この春から、気楽な(ホントは気楽じゃないよぉ)フリーランス稼業とは別に、ショーガイをもって地域の小学校に通っているコドモたちの手助けを学校に入ってする仕事をはじめた。
十代の終わり、ひとつの夢を胸に大学で学んでいた勉強、取得した資格(ウソみたいな人生のツジツマが私にはあってね。養護学校の教員免許を持っているんデス、アタシ。ユーガが生まれるウンと以前のときから)が、わが人生においてはじめて役にたったわけだ。(そのいきさつは、この連載を第一回から読んで下さっている方でもお忘れだと思います)
それと同時に、ここ数年の、私がユーガと経験してきた滑った転んだ話もムダではなかったと思えて、それもちょっとうれしい。同じ親として、ハンディのあるわがコの子育てと教育に苦心されている親御さんの役に、こんな私でも(私だから!)たてることがあるんじゃないか、と思えてきたんだよね。
そして週に数回なんだけど、ユーガの弟のよーなリューくんと過ごせる時間が、これまたとても楽しい。
歩くことがちょっと不安定、でも話すこともできて字も書けて数の計算もできる彼は、ユーガとは多分対極のショーガイをもっているコなんだけど、彼とのもうひとつの学校生活は新鮮で興味深い。
私は彼の自立の邪魔と負担にならない程度のアシストをして、クラスのコドモたちと授業をうけ、給食を隣りの席で食べ、そして同じモップをもって教室の掃除をする。春の運動会、彼は体調がすぐれなくて車椅子に座って見学だったけど、白組の応援をいっしょにした。
最近感じることは、学校というものはコドモにとっていかにムダな時間が多いか、という貴重な思いである。ショーガイ児だからケンジョー児だからという問題ではないんだよね。毎日繰り返される、与えられた、決まりきったような日常の中で、コドモは時間をたっぷり使って、そこで笑い、何かを見つけて身につけて、いつのまにか大きくなってゆく。
私自身のことだとムダな遠回りをすることがキライじゃないのに、自分のコドモとなると、近距離に合理的に育てたがるムキがあるのよね。そんなこともちょっとわかった。私が学んでばっかじゃ、リューくんに申しわけないんだけど。
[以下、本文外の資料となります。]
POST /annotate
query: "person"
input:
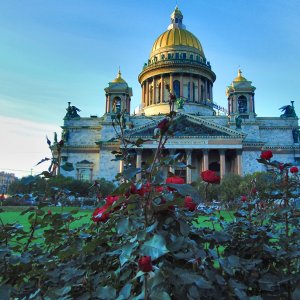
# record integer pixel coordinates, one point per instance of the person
(238, 122)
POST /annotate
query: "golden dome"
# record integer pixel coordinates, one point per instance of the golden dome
(177, 37)
(119, 79)
(240, 78)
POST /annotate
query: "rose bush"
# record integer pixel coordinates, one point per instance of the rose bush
(197, 253)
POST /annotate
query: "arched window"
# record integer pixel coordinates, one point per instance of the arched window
(194, 91)
(159, 93)
(117, 105)
(176, 87)
(242, 104)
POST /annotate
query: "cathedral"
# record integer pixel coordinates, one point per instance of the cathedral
(206, 135)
いま、ユーガは遅ればせながらの目下、自己主張期と反抗期に突入中。わがままは絶対通さないよぉ、ママのことナメんじゃないッ、と親としての気迫と威厳は守りつつ、私も傷だらけの格闘中ではありますが、ちょっとだけその怒鳴り声にもちがう音色が雑ざっている気がするんだけどな、最近。
あー、時間だ。さっ、学校までひとっ走りいってくるかね。今日はくもり、うれしいわ。